Bu söylentiler yüzünden Lucas eşini ve oğlunu Moskova'ya götürme kararı almıştı. Son yemeklerini yedikleri bahçelerine bakarken derin bir iç çekti. Elinde tuttuğu tepsiyi masaya bırakırken kuş cıvıltılarını son kez duyuyormuşçasına gözlerini kapatıp uzun uzun dinledi.


Arkasına dönemeden büyük çınar ağacına saplanan bıçak yüzünden olduğu yere çivilendi adeta.

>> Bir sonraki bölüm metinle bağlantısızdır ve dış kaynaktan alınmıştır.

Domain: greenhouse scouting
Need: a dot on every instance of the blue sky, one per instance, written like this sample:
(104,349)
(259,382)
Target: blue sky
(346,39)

Nefes alışverişleri rüzgarla karışırken arkasından gelen ayak sesleri aklına tek bir şeyi getirmişti. Kendilerine hayalet diyorlardı. Korkudan gayriihtiyari çırpınan yüreği ile ileriye doğru bir adım atacakken ikinci bıçak kolunun derisini sıyırmış ve onu acıyla kıvrandırmıştı.

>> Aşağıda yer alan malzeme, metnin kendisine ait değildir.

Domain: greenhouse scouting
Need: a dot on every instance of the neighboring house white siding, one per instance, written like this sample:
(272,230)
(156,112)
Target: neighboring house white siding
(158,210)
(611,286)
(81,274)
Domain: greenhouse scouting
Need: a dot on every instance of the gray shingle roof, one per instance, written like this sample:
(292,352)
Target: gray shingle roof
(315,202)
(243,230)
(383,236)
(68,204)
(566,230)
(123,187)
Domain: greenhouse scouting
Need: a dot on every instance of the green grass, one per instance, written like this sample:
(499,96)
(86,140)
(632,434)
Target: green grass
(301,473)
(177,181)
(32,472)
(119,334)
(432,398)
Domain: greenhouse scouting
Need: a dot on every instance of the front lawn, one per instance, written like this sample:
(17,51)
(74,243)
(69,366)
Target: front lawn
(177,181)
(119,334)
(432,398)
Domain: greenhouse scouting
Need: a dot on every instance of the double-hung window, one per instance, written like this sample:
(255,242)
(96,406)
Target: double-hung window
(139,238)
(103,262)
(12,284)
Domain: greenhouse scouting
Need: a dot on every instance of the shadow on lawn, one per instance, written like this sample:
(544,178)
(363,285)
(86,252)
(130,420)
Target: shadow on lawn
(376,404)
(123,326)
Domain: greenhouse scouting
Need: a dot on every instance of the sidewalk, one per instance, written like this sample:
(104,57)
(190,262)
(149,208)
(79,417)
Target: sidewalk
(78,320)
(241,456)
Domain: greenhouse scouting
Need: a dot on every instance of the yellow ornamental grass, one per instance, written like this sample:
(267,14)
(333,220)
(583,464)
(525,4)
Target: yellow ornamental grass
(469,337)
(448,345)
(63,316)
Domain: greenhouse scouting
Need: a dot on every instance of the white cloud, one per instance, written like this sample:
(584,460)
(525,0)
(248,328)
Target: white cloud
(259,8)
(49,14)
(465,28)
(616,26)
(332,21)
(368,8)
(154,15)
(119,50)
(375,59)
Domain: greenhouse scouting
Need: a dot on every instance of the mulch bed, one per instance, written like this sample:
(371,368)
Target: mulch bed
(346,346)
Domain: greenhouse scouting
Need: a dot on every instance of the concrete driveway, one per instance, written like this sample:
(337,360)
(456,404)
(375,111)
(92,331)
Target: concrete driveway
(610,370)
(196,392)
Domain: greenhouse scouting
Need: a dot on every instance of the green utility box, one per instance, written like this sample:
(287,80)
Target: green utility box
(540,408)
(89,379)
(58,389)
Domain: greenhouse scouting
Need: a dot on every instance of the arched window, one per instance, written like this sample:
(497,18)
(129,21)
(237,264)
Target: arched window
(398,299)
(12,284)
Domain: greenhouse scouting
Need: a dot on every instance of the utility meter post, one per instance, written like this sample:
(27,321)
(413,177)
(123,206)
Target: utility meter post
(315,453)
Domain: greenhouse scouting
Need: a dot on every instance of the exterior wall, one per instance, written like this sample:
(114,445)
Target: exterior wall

"Lucas," diye bağırıcak oldu lakin içeriden kocasının, yüzleri kar maskeli iki kişinin kollarında bahçeye çıkartıldığını gördü. Kendini tutan kollardan kurtulmak için balık gibi çırpınırken onu mengene gibi tutan kollar sertçe toprağın üzerine bıraktı.


"Ne yaptığını sanıyorsun sen? Senin ona dokunan o elini keser..." Lucas, yüzüne inen yumruğun etkisi ile savruldu. Ailesini korumak için elinden bir şey gelmemesi erkekliğini sorgulattı. Acı içinde inlerken Pare'nin açılan eteği onu öfkeden deliye döndürdü. "Çek elini karımdan! Seni..." Karnına aldığı darbeler yüzünden sözcükler boğazına kaçıyordu.

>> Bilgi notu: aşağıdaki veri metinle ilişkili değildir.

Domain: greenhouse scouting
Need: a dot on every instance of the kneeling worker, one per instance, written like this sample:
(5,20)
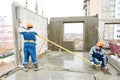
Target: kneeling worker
(97,54)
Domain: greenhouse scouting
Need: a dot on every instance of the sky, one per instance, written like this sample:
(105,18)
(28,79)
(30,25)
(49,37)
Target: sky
(46,8)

Pare'ye kocasının gözleri önünde kıyacaklardı. Kaptandan alınacak bir intikamları vardı. Oğullarını, yaşananları görmemesi için odasına kilitlemişlerdi. Lucas, yediği dayağın etkisi ile kendinden geçerken yerde acılar içinde yatan karısının yanına doğru sürünmeye çalıştı. Bir kez daha nefret etti evladından kaptan.

Hiç doğmamış olmasını diledi.


Karısının yanına ulaştığında açılan bacaklarını örtüp başını dizlerine yatırdı. Rengine deli olduğu altın sarısı saçları toprağa bulanmış lakin güzelliğinden ve ışıltısından hiçbir şey kaybetmemişti. Karısı, nefes nefese Lucas'ın yüzüne elini dokundurdu. "Sevgilim."


Kadının titreyen parmakları kocasının yüzünde dolaşırken Lucas, Pare'nin sırtındaki bıçak yarasının farkında değildi. Elini sırtından geçirip onu kucağına alacakken eline değen ıslaklık başını döndürdü. "Pare!" diye inledi. Titreyen dudakları bir türlü sakinleşmiyordu. "Yaralısın."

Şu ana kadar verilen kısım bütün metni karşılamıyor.